Pierre Perret « Bernard Pivot »
J’ai eu envie de faire en m’amusant
Une petit’ chanson
A propos d’un monsieur qui vient souvent
Dans notre maison
Il s’agit pas du facteur du plombier
D’un représentant cass’ pieds
Il rend intelligent mêm’ les plus sots
C’est Bernard Pivot
Un homme illustre disait des Français
Ce sont tous des veaux
On a depuis fait de nombreux essais
Pour changer de peau
Mais c’est pas avec le loto ou Dallas
Que nos cellul’s se décrass’
Un homme est v’nu rehausser le niveau
Pierre Perret
Paroles et Musique Pierre Perret. Extrait de l’album « Irène » 1986
Bernard Pivot (5 mai 1935 – 6 mai 2024) a eu la politesse d’attendre son anniversaire pour nous quitter.
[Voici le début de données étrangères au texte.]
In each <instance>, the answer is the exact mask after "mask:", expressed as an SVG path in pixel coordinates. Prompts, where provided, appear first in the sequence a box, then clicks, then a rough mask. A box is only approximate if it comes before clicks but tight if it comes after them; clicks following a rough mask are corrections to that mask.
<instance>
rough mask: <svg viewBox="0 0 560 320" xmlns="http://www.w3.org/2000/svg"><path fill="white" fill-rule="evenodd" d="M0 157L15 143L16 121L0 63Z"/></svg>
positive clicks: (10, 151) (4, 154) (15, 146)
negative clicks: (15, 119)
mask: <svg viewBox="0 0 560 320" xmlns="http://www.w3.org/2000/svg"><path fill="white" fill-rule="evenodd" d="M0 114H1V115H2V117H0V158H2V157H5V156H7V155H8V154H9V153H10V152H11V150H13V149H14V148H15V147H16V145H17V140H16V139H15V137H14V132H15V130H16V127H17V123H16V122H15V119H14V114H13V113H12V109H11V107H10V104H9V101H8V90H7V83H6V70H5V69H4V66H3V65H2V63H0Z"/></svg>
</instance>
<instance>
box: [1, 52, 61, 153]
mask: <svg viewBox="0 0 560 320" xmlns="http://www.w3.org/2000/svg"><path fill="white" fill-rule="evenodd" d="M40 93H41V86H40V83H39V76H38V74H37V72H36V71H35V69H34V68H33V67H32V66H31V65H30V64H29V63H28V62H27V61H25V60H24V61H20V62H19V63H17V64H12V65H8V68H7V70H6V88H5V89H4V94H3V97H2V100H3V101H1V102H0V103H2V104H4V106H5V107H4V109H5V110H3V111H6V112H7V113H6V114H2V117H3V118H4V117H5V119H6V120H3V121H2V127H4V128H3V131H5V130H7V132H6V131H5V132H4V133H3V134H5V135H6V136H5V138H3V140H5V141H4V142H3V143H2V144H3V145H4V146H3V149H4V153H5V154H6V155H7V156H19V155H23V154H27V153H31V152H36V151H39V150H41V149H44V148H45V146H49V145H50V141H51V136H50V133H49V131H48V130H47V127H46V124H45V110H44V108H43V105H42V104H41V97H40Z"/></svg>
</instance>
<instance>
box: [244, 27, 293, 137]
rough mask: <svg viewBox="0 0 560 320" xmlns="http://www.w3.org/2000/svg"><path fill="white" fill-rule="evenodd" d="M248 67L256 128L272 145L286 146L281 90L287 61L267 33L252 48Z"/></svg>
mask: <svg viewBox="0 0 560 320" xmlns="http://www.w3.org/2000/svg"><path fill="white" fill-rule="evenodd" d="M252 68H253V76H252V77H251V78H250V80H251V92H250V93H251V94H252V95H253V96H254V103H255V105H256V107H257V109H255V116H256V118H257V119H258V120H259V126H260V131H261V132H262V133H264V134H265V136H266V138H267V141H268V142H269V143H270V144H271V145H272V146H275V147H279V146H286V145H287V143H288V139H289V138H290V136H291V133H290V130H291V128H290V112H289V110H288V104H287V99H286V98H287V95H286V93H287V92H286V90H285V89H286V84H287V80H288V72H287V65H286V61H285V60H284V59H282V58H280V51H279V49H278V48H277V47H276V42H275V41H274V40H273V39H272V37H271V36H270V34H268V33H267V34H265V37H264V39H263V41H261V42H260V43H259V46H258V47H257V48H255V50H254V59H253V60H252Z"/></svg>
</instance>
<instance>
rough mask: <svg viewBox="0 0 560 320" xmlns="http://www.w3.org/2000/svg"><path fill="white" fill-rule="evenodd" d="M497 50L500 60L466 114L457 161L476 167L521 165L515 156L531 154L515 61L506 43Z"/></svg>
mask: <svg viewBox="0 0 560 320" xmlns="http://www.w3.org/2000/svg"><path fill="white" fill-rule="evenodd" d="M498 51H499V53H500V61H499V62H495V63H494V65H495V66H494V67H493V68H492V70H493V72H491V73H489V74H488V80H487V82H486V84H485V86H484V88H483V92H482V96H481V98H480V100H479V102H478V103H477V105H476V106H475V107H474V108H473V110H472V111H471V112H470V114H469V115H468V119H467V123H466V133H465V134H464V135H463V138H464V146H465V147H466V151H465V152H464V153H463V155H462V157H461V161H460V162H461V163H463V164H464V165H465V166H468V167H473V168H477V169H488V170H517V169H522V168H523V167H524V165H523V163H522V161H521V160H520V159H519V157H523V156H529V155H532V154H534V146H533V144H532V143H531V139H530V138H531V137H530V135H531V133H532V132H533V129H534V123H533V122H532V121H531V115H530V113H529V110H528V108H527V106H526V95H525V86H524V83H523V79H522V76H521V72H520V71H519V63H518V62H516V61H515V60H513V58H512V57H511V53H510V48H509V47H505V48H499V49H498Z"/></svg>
Pourtant on se dit qu’il aurait bien pu attendre ses 90 ans sonnés, voire ses cent ans pour le faire, tant il fait partie de notre univers, tant il nous semblait devoir être éternel.
Pierre Perret, son aîné de presque un an, lui avait consacré une petit’ chanson en 1986, période où il était absolument incontournable dans les médias et le monde des Français, à l’époque où il animait Apostrophes sur Antenne 2, émission littéraire qui a marqué le XXeme siècle, de 1975 (succédant à Ouvrez les guillemets) à 1990. Pierre Perret décrit bien l’engouement du public pour cette émission : « Car le soir de diffusion d’Apostroph’s / Plus un chat dehors / Pour les prolos commerçants philosoph’s / L’émission d’abord ». La chanson est ici enregistrée en public à Namur.
Pivot a réussi un mélange de magazine people et d’actualité littéraire dans les domaines les plus variés « Roland Barthes / Nietzsche et la Bruyèr’ », Marguerite Duras, Alexandre Soljenitsyne, mais aussi Brassens, Devos, Hergé, et même François Mitterrand. Un passage à Apostrophes, pour un auteur, lui assurait à coup sûr des ventes en librairie. Dans une ambiance qu’on ne peut plus guère s’imaginer aujourd’hui, avec une grande liberté de paroles qui allait jusqu’à s’affranchir de la morale et des tabous les plus universels, il recevait avec classe, humour et détachement, en jouant les candides, des invités parfois la cigarette au bec ou largement imbibés, tels Bukowski ou Gainsbourg. La polémique faisant partie de l’émission, sans sacrifier la culture. Ce fut donc la grande discussion (pour rester poli) entre Gainsbourg, qui prétendait que la chanson était un art mineur, contrairement à la peinture (art par lequel il avait débuté et qui était sa vocation revendiquée), l’architecture, la poésie ou la musique classique – parce que ces arts demandaient une initiation – alors que Guy Béart assurait qu’il n’y avait pas d’art mineur (même la cuisine). Nous pencherions je pense pour ce point de vue, il y a peut-être des artistes (le sont-ils seulement) mineurs plutôt que des arts qui le soient par nature. Gainsbourg épargnait d’ailleurs lui-même sans trop de modestie quelques unes de ses chansons…
D’abord journaliste économique, passionné de football comme de grands vins, créateur en 1974 du magazine Lire (qui existe toujours), Pivot avait réussi à démocratiser le livre et même l’orthographe, en créant sa Dictée de 1985 à 2005, qui attirait (presque) autant les spectateurs que les Jeux d’Intervilles. De 1991 à 2001 il animait sur France 2 Bouillon de Culture, élargi à toute l’actualité culturelle, cinéma, théâtre etc. Bernard Pivot fut membre de l’académie Goncourt de 2004 à 2019. Il a écrit plusieurs romans, chroniques et essais, autobiographiques ou non, en 2021 … Mais la vie continue, en 2022 Amis, chers amis.